TEMPO.CO, Jakarta - Menteri Koordinator Bidang Kemaritiman dan Investasi (Marinves) Luhut Binsar Pandjaitan menegaskan pemerintah akan menyelesaikan persoalan tumpahan minyak mentah Montara pada 2009. Pemerintah mendukung proses kasus ini sampai ada pertanggungjawaban dari perusahaan asal Thailand PTT Exploration and Production Australasia (PTT EP).
“Saya pikir pemerintah komitmennya jelas bahwa kami akan membela kepentingan rakyat kami. Penting buat kita semua, tidak boleh dibiarkan rakyat kita itu mendapat masalah tanpa dibela oleh pemerintah,” ujar Luhut dalam diskusi virtual melalui YouTube Kemkominfo TV pada Jumat, 1 April 2022.
Tumpahan minyak yang berasal dari ledakan di Blok Atlas Batas Laut Timor dan telah lama mencemari lingkungan sekitar masyarakat di 13 kabupaten/kota, Provinsi Nusa Tenggara Timur. Dampaknya, mata pencaharian masyarakat menjadi hilang dan kesehatan masyarakat menjadi terganggu.
Sebagai tindak lanjut, Luhut mengatakan pemerintah akan segera menerbitkan Peraturan Presiden (Perpres) menanggapi persoalan ini. Menurutnya, Presiden Joko Widodo juga telah menginstruksikan untuk segera mengatasi persoalan ini.
“Saya kira berdasarkan Undang-Undang Nomor 12 Tahun 2011 tentang pembentukan peraturan perundang-undangan maka dengan ini kami menyatakan akan menyampaikan izin pemrakarsa bagi pembuatan Peraturan Presiden dilakukan oleh Kementerian Koordinator Bidang Kemaritiman dan Investasi,” tuturnya.
Sebelumnya langkah gugatan (class action) terhadap PTT EP dimenangkan dua kali. Pertama, Putusan Pengadilan Federal Sydney Australia pada 19 Maret 2021 oleh Hakim Pengadilan Federal David Yates. Kedua, Putusan Pengadilan yang kedua pada 25 Oktober 2021 oleh Hakim Pengadilan Federal David Yates.
Wakil Menteri Lingkungan Hidup dan Kehutanan Alue Dohong mengatakan, pemerintah juga akan melakukan gugatan ke pengadilan di Jakarta terhadap PTT EP. Proses pengumpulan materi dan bukti terbaru diklaim masih sedang dilakukan.
“Langkah yang dilakukan oleh KLHK khusus dalam pengadilan domestik tentu menyusun dan membahas materi gugatan, dengan para ahli hukum dengan para ahli lingkungan, ahli ekonomi dan seterusnya,” ujarnya pada kesempatan yang sama.

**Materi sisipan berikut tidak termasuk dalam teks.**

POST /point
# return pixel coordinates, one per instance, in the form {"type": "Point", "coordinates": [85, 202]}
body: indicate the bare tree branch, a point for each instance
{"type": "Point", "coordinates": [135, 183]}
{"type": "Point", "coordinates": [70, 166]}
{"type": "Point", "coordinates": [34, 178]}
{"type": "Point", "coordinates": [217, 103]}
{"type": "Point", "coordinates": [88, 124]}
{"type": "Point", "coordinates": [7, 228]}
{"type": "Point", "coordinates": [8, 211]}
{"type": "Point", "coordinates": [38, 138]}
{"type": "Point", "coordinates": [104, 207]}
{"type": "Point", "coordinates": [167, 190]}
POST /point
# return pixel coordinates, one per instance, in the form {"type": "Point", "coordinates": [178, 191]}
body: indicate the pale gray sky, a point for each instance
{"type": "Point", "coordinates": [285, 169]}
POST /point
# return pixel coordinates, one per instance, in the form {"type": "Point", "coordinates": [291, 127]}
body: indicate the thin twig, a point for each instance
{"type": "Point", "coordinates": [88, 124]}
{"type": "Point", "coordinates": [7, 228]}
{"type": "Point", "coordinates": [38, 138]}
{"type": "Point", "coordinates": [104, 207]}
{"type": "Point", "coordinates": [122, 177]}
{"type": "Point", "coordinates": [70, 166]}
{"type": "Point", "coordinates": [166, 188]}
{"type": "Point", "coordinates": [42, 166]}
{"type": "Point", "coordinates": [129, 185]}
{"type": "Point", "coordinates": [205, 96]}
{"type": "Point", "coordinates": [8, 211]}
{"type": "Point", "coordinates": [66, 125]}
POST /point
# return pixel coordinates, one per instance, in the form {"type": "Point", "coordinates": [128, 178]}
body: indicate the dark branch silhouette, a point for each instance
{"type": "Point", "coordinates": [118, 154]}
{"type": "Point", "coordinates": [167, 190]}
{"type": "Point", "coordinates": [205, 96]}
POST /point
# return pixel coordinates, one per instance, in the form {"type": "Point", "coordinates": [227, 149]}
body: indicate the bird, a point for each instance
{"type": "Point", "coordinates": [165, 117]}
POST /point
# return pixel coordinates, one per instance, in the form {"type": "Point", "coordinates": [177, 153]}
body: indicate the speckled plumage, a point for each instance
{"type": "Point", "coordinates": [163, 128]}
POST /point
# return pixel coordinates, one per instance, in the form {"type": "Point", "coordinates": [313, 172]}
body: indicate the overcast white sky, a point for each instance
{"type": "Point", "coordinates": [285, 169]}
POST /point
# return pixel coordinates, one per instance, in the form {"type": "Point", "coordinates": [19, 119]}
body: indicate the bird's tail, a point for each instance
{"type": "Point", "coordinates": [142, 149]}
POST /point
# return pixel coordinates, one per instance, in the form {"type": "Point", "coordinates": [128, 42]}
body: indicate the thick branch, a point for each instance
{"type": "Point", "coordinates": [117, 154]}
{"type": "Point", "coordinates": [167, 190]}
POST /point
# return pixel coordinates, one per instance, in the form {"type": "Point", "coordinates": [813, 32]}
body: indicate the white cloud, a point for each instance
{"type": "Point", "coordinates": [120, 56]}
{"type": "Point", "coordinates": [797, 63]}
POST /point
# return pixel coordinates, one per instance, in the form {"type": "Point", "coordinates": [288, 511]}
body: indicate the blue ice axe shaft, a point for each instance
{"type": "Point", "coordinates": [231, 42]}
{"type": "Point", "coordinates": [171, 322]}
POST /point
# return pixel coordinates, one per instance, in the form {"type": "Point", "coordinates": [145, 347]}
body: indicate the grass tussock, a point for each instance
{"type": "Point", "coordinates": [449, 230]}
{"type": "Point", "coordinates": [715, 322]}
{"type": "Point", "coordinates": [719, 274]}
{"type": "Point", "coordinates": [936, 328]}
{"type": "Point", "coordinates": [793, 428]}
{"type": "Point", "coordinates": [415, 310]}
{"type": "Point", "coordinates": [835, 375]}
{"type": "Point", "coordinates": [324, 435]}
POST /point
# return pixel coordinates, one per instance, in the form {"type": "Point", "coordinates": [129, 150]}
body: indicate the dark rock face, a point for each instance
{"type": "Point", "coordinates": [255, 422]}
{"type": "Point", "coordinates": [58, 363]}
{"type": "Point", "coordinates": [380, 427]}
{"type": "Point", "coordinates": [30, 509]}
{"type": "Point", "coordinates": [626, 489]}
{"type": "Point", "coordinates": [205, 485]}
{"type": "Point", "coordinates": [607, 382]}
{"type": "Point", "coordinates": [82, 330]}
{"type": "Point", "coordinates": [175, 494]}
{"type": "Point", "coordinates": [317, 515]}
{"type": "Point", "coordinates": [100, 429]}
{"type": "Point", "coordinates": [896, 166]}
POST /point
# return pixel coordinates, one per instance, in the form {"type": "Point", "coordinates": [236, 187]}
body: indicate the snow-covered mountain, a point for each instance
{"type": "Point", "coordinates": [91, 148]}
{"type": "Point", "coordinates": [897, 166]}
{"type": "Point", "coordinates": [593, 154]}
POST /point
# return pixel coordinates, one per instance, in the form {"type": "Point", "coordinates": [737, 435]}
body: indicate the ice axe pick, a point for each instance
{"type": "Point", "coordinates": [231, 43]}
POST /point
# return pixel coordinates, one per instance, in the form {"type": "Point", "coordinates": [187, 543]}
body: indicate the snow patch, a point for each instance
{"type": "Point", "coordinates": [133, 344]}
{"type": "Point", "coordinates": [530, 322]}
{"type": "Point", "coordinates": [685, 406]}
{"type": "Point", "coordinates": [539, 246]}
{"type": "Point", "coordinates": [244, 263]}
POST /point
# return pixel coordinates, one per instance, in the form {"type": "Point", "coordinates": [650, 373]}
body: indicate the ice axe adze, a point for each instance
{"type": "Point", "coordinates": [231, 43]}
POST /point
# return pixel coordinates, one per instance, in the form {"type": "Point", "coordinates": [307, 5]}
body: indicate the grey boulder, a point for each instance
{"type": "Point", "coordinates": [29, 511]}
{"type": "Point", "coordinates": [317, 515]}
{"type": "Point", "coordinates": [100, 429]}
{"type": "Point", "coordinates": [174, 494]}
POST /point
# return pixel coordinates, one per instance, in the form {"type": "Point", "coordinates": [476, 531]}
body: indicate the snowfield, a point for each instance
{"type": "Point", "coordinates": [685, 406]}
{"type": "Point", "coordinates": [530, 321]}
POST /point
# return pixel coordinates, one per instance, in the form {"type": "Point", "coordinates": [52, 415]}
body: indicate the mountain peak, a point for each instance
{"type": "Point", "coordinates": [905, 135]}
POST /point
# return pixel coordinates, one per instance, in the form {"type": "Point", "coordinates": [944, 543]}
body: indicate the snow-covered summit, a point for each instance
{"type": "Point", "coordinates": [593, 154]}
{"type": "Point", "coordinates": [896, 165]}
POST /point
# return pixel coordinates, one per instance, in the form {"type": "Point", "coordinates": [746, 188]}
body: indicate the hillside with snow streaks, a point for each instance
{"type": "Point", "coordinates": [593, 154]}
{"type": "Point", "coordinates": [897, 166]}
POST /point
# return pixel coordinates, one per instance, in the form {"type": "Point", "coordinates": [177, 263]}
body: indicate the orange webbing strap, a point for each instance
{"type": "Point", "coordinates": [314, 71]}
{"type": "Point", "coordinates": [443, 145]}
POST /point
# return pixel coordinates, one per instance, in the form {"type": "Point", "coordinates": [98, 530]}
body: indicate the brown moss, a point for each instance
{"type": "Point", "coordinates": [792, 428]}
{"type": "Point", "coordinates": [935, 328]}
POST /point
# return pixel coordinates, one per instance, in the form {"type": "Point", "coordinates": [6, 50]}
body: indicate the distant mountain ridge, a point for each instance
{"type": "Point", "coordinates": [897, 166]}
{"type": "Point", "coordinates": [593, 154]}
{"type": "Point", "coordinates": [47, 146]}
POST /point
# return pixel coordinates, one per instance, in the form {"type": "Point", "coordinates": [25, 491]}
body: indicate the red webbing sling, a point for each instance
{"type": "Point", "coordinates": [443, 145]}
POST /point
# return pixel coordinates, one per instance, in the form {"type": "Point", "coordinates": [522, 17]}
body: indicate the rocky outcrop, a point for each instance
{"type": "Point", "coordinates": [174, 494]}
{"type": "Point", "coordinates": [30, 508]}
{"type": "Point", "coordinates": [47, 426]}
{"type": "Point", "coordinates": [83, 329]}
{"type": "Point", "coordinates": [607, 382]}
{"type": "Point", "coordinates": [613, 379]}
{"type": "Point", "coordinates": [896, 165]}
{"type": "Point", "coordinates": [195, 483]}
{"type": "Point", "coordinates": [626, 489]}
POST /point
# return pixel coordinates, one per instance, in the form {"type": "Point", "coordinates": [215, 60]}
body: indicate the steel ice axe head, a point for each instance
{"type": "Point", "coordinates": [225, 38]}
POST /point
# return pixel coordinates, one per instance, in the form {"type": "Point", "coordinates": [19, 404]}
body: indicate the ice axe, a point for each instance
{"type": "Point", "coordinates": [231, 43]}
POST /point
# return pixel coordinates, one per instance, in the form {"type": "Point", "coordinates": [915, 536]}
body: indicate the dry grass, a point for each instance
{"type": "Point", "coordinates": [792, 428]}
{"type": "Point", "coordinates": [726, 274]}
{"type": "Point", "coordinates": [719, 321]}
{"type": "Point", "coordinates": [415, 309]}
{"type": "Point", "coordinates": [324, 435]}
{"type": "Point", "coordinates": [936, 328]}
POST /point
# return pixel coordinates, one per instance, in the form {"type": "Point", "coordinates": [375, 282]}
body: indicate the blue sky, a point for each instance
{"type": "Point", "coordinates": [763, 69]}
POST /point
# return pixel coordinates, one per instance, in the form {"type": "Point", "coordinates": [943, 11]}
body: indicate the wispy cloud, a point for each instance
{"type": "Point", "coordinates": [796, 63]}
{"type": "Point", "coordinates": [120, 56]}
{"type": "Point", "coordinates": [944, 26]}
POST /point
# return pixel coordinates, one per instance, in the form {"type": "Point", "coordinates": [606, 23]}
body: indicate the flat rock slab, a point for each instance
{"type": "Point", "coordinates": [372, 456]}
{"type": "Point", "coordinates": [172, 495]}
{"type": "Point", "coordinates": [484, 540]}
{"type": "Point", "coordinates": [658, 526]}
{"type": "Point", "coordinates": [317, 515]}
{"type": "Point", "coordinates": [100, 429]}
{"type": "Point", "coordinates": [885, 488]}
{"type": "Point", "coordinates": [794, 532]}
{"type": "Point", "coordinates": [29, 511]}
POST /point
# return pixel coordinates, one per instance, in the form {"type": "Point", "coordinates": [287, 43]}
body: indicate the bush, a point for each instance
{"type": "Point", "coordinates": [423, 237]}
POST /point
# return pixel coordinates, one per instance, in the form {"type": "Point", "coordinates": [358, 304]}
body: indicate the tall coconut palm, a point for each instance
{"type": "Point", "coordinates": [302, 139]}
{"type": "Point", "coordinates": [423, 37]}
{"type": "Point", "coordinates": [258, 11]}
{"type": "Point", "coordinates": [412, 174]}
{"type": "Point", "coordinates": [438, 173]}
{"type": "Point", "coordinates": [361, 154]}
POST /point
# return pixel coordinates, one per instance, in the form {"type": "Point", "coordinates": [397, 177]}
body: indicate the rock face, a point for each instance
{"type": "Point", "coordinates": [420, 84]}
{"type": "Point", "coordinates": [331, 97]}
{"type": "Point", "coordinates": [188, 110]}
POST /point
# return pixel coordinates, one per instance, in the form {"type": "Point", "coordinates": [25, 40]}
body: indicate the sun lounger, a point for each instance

Alue mengungkapkan, estimasi nilai tuntutan atas kerusakan ekologi atas rumput laut dan biota laut di sekitar daerah terdampak sekitar Rp 21 triliun. Ditambah lagi dengan rehabilitasi kerusakan yang diperkirakan mencapai Rp 6 triliun, sehingga estimasi nilai pertanggungjawaban PTT EP kepada pemerintah Indonesia sebesar Rp 27 triliun.
Alue juga akan kumpulkan data terbaru terkait dengan economic opportunity lost dari kegiatan perikanan dan lain-lain. Untuk pemulihan lingkungan pun dinilai bakal membutuhkan waktu yang lama.
“Waktu recovery ini juga membutuhkan waktu lama, seperti proses transplantasi karang sampai mengembalikan kondisi seperti semula,” tuturnya.
Sebelumnya, PTT EP mempertimbangkan banding atas putusan pengadilan Australia terhadap tuntutan petani rumput laut Indonesia terkait kasus meledaknya anjungan minyak Montara di Laut Timor pada 21 Agustus 2009.
“PTT EP AAA akan mempertimbangkan dengan bijak putusan tersebut serta jalur banding yang tersedia untuk itu,” kata General Affairs Manager PTT EP Indonesia Afiat Djajanegara dalam keterangan tertulis, Sabtu, 20 Maret 2021.
Pengajuan banding itu dilakukan mengacu pada gugatan terhadap PTTEP Australasia (Ashmore Cartier) Pty Ltd (PTTEP AAA) di pengadilan Federal Australia yang diajukan oleh sekelompok petani rumput laut Indonesia. Para petani rumput laut, menuntut ganti rugi atas kerusakan tanaman rumput laut mereka yang disebabkan oleh insiden Montara pada tahun 2009 di Perairan Australia.